Could he hear it too?

‘Why did you let me think that?’

‘Why did you think it?’

‘Because of the place you were singing. The way you looked.’ He delivered the words with lethal emphasis. ‘The fact that you wouldn’t call the police.’

‘The police can’t handle the workload, you know that. Reporting it to them would have given me more trouble.’

‘You needed money. You wouldn’t be the first person to choose that route when they’re desperate for money.’

‘I’m not that sort of woman, you should know that.’

‘Should I? I knew you as a girl,’ he said softly, his gaze disturbingly acute. ‘I don’t pretend to know the woman.’

Jessie swallowed, her heart pounding and the blood searing her veins. The heat between them was intolerable and she wondered if he could feel it too or whether the connection was all in her head.

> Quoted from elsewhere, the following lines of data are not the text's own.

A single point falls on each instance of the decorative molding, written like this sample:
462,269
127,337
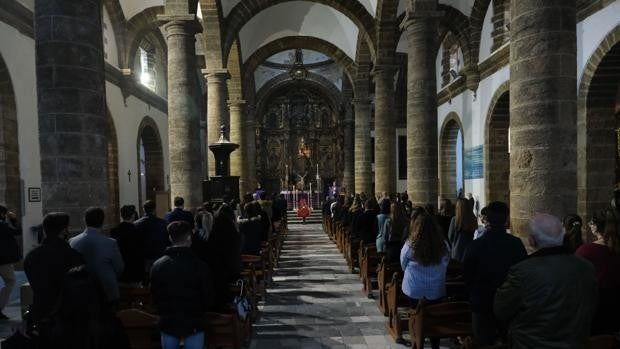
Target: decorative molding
496,61
17,16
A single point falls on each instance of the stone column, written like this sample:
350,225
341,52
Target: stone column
362,147
183,109
349,154
249,156
237,168
71,106
217,108
543,110
385,130
422,178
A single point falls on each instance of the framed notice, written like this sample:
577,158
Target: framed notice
34,194
474,163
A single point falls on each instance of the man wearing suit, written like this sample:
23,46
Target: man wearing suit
100,252
153,229
179,214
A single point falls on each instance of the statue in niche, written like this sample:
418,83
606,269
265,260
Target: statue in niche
325,117
273,115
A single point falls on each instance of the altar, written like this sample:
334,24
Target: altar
301,141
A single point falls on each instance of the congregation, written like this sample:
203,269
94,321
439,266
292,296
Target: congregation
559,296
188,262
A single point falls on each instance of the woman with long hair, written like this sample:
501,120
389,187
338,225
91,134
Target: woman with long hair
604,254
462,228
572,226
382,217
424,258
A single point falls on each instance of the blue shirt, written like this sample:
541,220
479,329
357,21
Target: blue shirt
428,282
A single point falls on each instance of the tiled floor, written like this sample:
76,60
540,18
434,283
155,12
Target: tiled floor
315,302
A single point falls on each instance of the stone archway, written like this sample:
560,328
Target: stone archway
113,184
150,161
10,184
598,138
496,147
448,156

‘I’m the same,’ she said hoarsely. ‘The same person I’ve always been.’

‘No.’ His voice was dark, his expression hard as he rose to his feet. ‘Everything is different.’

Jessie stood still, transfixed by the hard lines of his profile. He was breathtakingly, spectacularly handsome, and just looking at him drove every thought from her head. What was different? What did he mean?

No matter what hovered between them, he was still the man who was responsible for her brother’s death. That wasn’t going to change.

She was only here because she had no other choice.